Imaging central part of light guide (4) is optically isolated
from LEDs. A magnifying lens (5) projects the image onto a
camera (6) (adapted from Cerny et al, 2006)
lation is mainly derived from animal studies.
Measurements of the microcirculation in hu¬mans were limited to
easily accessible sur¬faces such as skin and nailfold
capillaries. The basic validation studies in animals have been
performed both on peripheral tissues and solid organs. OPS
imaging techniques (Side stream dark field (SDF) imaging
,sidestream dark field (SDF) handheld
imaging device ,Sidestream Dark
Field (SDF) microscopy,Microvascular (blood)
image observation instrument)has been validated using a highly standard¬ized model of the hamster dorsal skinfold chambre (38).
Four main parameters were measured to validate CYTOSCANTM A/R
against standard fluorescent videomi¬croscopy under normal
conditions and in is¬chemia/reperfusion injury: functional
capil¬lary density (FCD), arteriolar and venular di¬ameter and
venular red blood cell (RBC) ve¬locity. There were not
significant differences between the two techniques for any of
the parameters using Bland-Altman analysis. Similar validation
study in ischemia/reperfu¬sion injury realized using the
CYTOSCAN E-II has confirmed the comparability of OPS imaging and
IVM (38). Functional capillary density is defined as the length
of perfused capillaries per unit area and is given in cm/cm2.
The FCD is a parameter of the tissue perfusion and an indirect
indicator of the oxygen delivery. It is widely used in clinical
studies as semiquantitative method to deter¬mine capillary
density and the proportion of perfused capillaries. OPS imaging
(Side stream dark field (SDF) imaging
,sidestream dark field (SDF) handheld
imaging device ,Sidestream Dark
Field (SDF) microscopy,Microvascular (blood)
image observation instrument)was also validated against IVM in mouse skin flaps and cremaster
muscle preparations. The ve¬locities in straight vessels were
comparable in both methods (39). The dorsal skinfold chamber
model in hamsters was also used to validate OPS imaging under
conditions of hemodilution with a wide range of hemat¬ocrit (Hct)
(38). Bland-Altman analysis of the vessel diameter and FCD
showed good agreement between OPS imaging technique and IVM at a
wide range of Hct. OPS imag¬ing has been validated against IVM
on solid organs in rats, the model of ischemia/reper¬fusion
injury of the rat liver has been used for the assessment of
hepatic microcirculation applying both techniques (40). There
was significant agreement for data obtained from both methods;
correlation parameters for si¬
nusoidal perfusion rate, vessel diameter and venular RBC
velocity were significant. The pancreatic microcirculation has
also been under investigation using OPS imaging (Side stream dark field (SDF) imaging
,sidestream dark field (SDF) handheld
imaging device ,Sidestream Dark
Field (SDF) microscopy,Microvascular (blood)

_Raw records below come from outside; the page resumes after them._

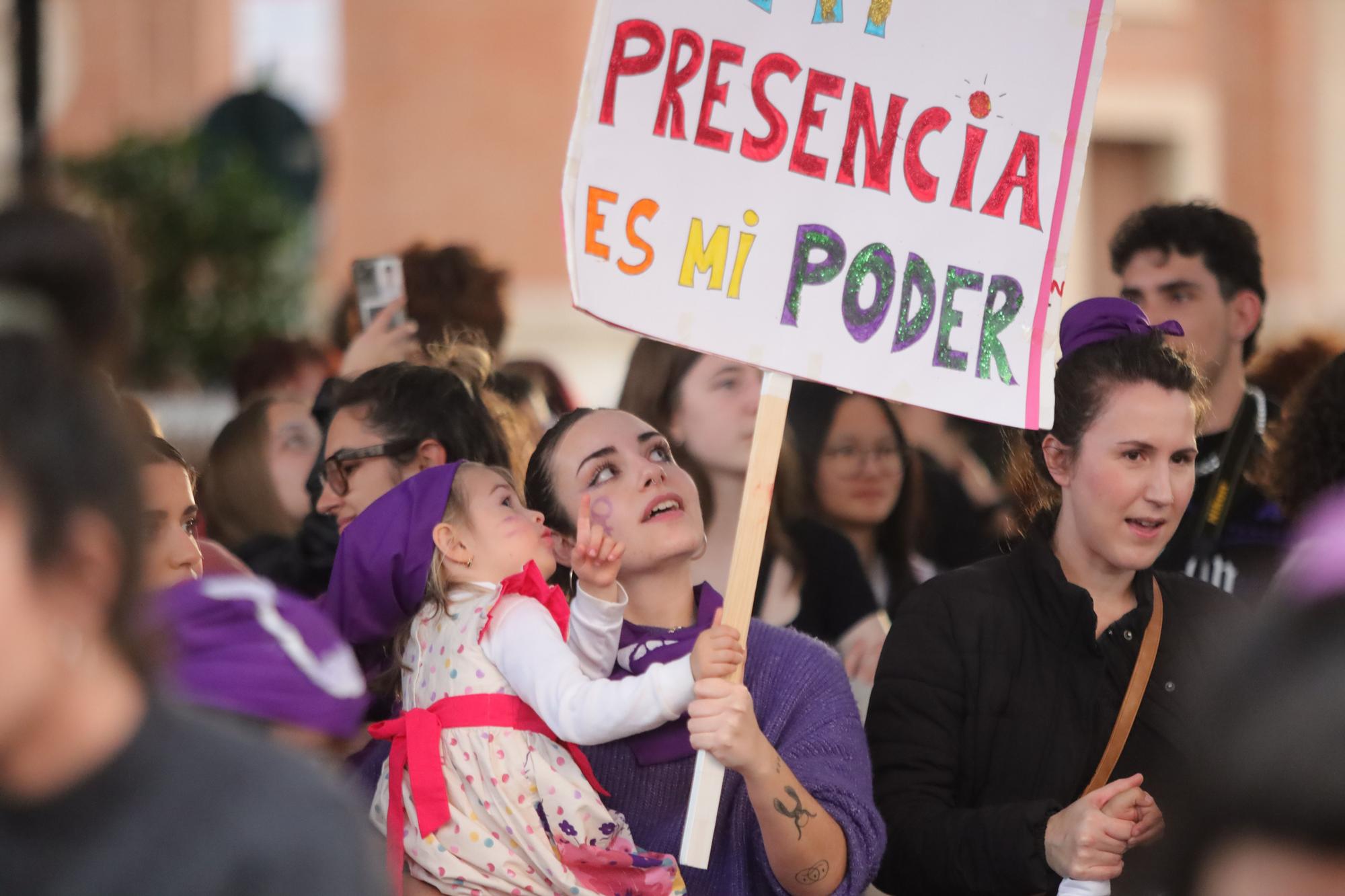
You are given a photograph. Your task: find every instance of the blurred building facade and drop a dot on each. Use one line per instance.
(449, 122)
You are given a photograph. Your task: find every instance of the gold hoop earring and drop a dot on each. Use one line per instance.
(705, 546)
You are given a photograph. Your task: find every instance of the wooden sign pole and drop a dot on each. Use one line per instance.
(767, 436)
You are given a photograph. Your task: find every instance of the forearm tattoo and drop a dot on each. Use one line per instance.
(813, 873)
(800, 814)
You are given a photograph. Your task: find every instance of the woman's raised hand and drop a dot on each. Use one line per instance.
(380, 343)
(718, 651)
(1083, 841)
(597, 559)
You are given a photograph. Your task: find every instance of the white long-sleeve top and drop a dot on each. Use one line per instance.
(597, 630)
(556, 678)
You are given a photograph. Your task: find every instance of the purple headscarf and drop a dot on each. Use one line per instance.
(383, 561)
(1106, 318)
(644, 646)
(244, 646)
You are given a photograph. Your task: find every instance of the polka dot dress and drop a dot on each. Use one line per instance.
(524, 818)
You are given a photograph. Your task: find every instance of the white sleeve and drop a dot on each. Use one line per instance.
(525, 645)
(597, 631)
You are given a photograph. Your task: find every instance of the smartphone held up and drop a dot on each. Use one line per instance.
(379, 283)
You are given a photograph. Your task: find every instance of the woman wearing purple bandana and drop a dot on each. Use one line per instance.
(798, 817)
(1000, 684)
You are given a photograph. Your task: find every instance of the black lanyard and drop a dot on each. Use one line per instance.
(1234, 455)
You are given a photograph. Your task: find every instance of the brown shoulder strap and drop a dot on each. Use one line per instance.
(1135, 693)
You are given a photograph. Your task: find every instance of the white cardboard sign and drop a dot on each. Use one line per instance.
(875, 194)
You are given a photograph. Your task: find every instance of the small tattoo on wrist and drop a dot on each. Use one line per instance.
(814, 873)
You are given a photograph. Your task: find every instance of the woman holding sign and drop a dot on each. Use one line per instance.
(812, 577)
(800, 815)
(1005, 688)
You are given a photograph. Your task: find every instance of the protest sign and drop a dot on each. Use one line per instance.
(874, 194)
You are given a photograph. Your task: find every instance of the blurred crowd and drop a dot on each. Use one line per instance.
(185, 694)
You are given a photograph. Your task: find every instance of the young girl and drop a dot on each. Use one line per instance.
(498, 797)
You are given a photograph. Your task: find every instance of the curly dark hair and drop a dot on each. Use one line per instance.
(1226, 244)
(1311, 456)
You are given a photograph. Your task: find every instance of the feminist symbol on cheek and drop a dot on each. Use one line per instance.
(601, 512)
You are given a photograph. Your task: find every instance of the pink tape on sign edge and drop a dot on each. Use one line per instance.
(1032, 413)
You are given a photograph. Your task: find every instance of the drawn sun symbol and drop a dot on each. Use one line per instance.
(980, 103)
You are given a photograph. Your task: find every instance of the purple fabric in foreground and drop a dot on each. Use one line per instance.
(240, 645)
(806, 709)
(1106, 318)
(383, 561)
(641, 647)
(1315, 567)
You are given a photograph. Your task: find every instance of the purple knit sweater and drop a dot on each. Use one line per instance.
(805, 708)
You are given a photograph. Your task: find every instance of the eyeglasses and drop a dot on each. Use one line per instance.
(849, 459)
(336, 474)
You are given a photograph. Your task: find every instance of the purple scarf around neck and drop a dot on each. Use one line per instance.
(644, 646)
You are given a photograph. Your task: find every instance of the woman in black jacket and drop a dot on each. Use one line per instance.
(1000, 682)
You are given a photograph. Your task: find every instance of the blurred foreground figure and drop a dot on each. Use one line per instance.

image observation instrument,)and IVM (41).
Absolute values of the pancreatic functional capillary density
were not signifi¬cantly different between the two methods.
Bland-Altman analyses confirmed good agreement between OPS
imaging and IVM. Thus, OPS imaging is a suitable tool for
quantitative assessment of pancreatic capil¬lary perfusion
during baseline conditions. A murine model of inflammatory bowel
dis¬ease was applied to validate OPS imaging against IVM for the
visualization of colon mi¬crocirculation (42). Postcapillary
venular di¬ameter, venular RBC velocity and FCD were analyzed.
All parameters correlated signifi¬cantly between the both
methods. The as¬sessment of antivascular tumour treatment using
OPS imaging and IVM showed excel¬lent correlation in FCD,
diameter of mi¬crovessels and RBC velocity between both
techniques (35). Validation studies in hu¬mans are limited to
easily accessible sur¬faces; fluorescent intravital microscopy
is excluded because of need to use fluorescent dye. Thus, OPS
imaging has been validated against conventional capillary
microscopy in nailfold skin at rest and after venous occlu¬sion
in healthy volunteers (37). Results demonstrated that OPS images
provided sim¬ilar values for RBC-velocity and capillary
di¬ameter as those measured by conventional capillary
microscopy.
Technical limitations
Despite further development and technical improvement in OPS and
SDF imaging (Side stream dark field (SDF) imaging
,sidestream dark field (SDF) handheld
imaging device ,Sidestream Dark
Field (SDF) microscopy,Microvascular (blood)
image observation instrument)de¬vices (CYTOSCANTM, MicroScanTM
www.mi¬crovisionmedical.com) several limitations re¬main. There
are two main conditions for suc¬cessful OPS/SDF imaging. 1. to
create an im¬age of high quality 2. to evaluate the images as
quantitatively as possible. Three basic technical limitations
have been defined pre¬viously (Lindert et al., n d): undesirable
pres¬sure of the probe affects blood flow, lateral
movement of tissue precludes continuous in¬vestigation of
selected microvascular region, and blood flow velocities above 1
mm/s are difficult to measure, thus information on ar¬teriolar
flow remains hidden. Stabilizing de¬vice which maintains a fixed
distance be¬tween probe and tissue has been developed to
eliminate movement and pressure artefact as much as possible
(43). Image analysis ac¬cording to the principle of spatial
correlation allows extending the range of detectable blood flow
velocities to over 20 mm/s.
The methods for image analysis and quan¬tification in clinical
practise has been report¬ed previously (44), further analysis
improve¬ment using flow scoring system has been published
recently (33). The technology of OPS-SDF imaging (Side stream dark field (SDF) imaging
,sidestream dark field (SDF) handheld
imaging device ,Sidestream Dark
Field (SDF) microscopy,Microvascular (blood)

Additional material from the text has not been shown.